Most surfactants and disinfectants in stores can inactivate coronavirus, and vaccines are significant for strengthening immunity; however, the problem usually lies when infected before having a vaccine. Therefore, if young puppies show symptoms of vomiting, diarrhea, poor appetite, lethargy, depression, high fever, and abnormal stool odor, then a simple kit test for the infection can be conducted at a veterinary hospital. Except for cases of severe infections in puppies, they can generally recover through several days of allopathic medicine.
If so, what are the differences between CCoV and the rampant COVID-19? Here is a summary based on the recommendations for pets by the World Small Animal Veterinary Association (WSAVA).
Coronavirus belongs to Coronaviridae. Among which, δ- and β- coronaviruses generally infect mammals while γ- and δ- coronaviruses infect birds and fish. As explained above, canine coronavirus (CCoV) and feline coronavirus (FCov, causes feline infectious peritonitis: FIP) are both α- coronavirus.
The raging disease called COVID-19 (SARS-Cov-2) belongs to β- coronavirus, and only six types of coronavirus were known to infect humans and cause respiratory diseases before the emergence of this virus.
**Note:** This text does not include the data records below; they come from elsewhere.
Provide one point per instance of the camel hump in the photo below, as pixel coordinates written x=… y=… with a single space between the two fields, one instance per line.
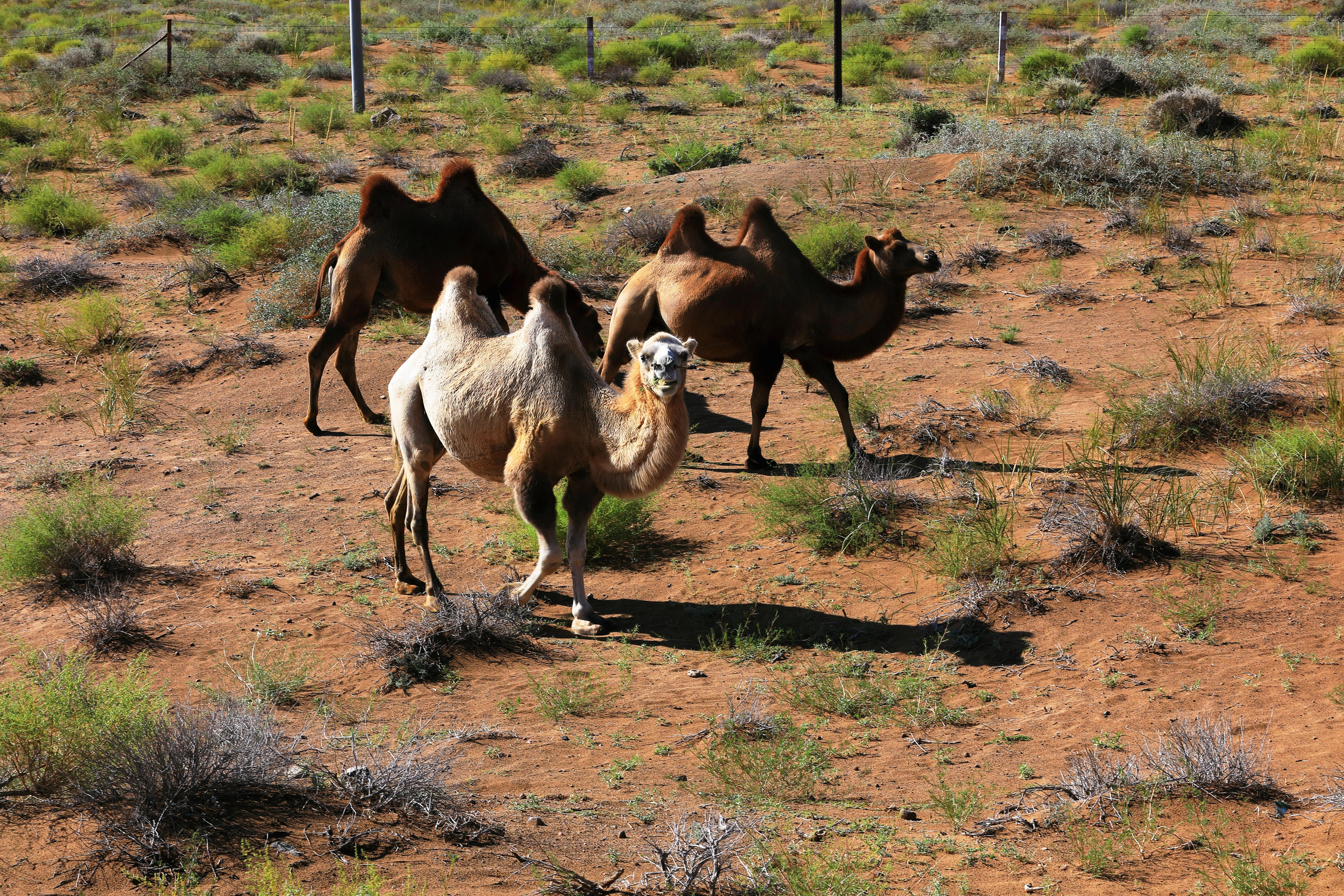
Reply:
x=458 y=175
x=552 y=294
x=381 y=198
x=757 y=214
x=687 y=234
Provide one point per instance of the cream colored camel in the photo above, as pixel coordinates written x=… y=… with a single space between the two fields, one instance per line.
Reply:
x=529 y=410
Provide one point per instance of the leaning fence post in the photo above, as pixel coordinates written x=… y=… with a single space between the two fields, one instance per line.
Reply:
x=839 y=53
x=357 y=57
x=1003 y=42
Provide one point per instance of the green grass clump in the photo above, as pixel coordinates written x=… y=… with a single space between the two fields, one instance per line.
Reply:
x=1322 y=56
x=323 y=117
x=57 y=213
x=694 y=155
x=58 y=715
x=616 y=531
x=71 y=535
x=785 y=768
x=580 y=179
x=1046 y=64
x=166 y=146
x=1303 y=463
x=831 y=245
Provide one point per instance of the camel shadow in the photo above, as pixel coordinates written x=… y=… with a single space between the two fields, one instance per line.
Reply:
x=771 y=635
These six include SARS-CoV (2002/2003) and MERS-CoV (2012), etc. and current SARS-CoV-2 is genetically related to SARS-CoV, which is a bat-originated β-coronavirus.
To sum up, both canine coronavirus and feline coronavirus are α- coronavirus, and the current COVID-19 that causes respiratory disease in humans is β- coronavirus.
As of March 10, 2020, whether the virus infection or environmental pollution affected the dogs tested mildly positive for COVID-19 in Hong Kong has not yet revealed. There is still no evidence of companion animals being infected with COVID-19, and so cannot be a source of infection in humans.
As an answer to many inquiries from families with pets that annually receive coronavirus inoculation, be aware that the canine coronavirus vaccine currently in use around the world is intended to defend against enteritis by α- coronavirus and is unapproved to use for preventing respiratory infections.
Everyone is going through a difficult chapter. In times like this, fake news also inundates. At this point, when everything is still unclear, groundless news needs to be filtered out and viewed. The wisdom of accepting proven advice and verified news from experts is essential as well. Pet owners can only hope and hope to escape the situation well by taking all measures to prevent the infection, avoiding crowded places, washing hands before and after contact with pets, and wearing masks.